Student response 2: Pro:
Over the past few years, many researchers have expressed their concern about the regular consumption of sodas and sugary drinks in our society. They have found that one soda or other sugary drink, which contributes the most calories to our diet, each day can increase a child’s chance of obesity by sixty percent. Sugary drinks, such as sodas, can cause tooth decay, obesity, and diabetes, which is the leading cause of amputations. Health problems related to obesity are the cause of death for five thousand New Yorkers each year.

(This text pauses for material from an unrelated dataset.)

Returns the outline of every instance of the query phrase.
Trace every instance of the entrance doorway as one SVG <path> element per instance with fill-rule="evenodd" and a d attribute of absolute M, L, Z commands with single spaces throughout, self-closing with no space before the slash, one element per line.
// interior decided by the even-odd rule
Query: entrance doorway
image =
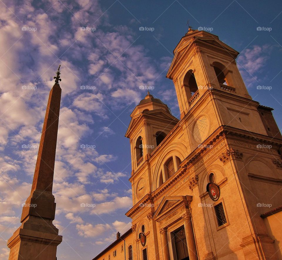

For this reason, Mayor Bloomberg has proposed a bill to ban the sale of sugary drinks in containers larger than sixteen ounces in restaurants, street carts and movie theaters. This, he hopes, will decrease the number of obesity-related deaths and other health problems in New York. Many New Yorkers oppose the measure, though, claiming that it will cause losses to small businesses and limit their rights. They do not want the government telling them what and how much they can drink, and they have a point. Mayor Bloomberg’s proposal will probably help with the obesity epidemic, but it does have some problems. First, people can buy multiple smaller-sized bottles of sugary drinks, which will amount to more than sixteen ounces, and it would be deemed legal. Also, his proposal only bans excessive amounts of soda to be sold in establishments that receive inspection grades from the health department. Therefore, convenience stores, vending machines, and some newsstands would be exempt from the law, as well as the sale of fruit juices, dairy-based drinks like milkshakes, alcoholic beverages, and no-calorie diet sodas. I believe that Bloomberg’s proposal is a good step toward fighting obesity, but I think he should follow through fully and ban the sale of excessive amounts of all sugary drinks everywhere in New York.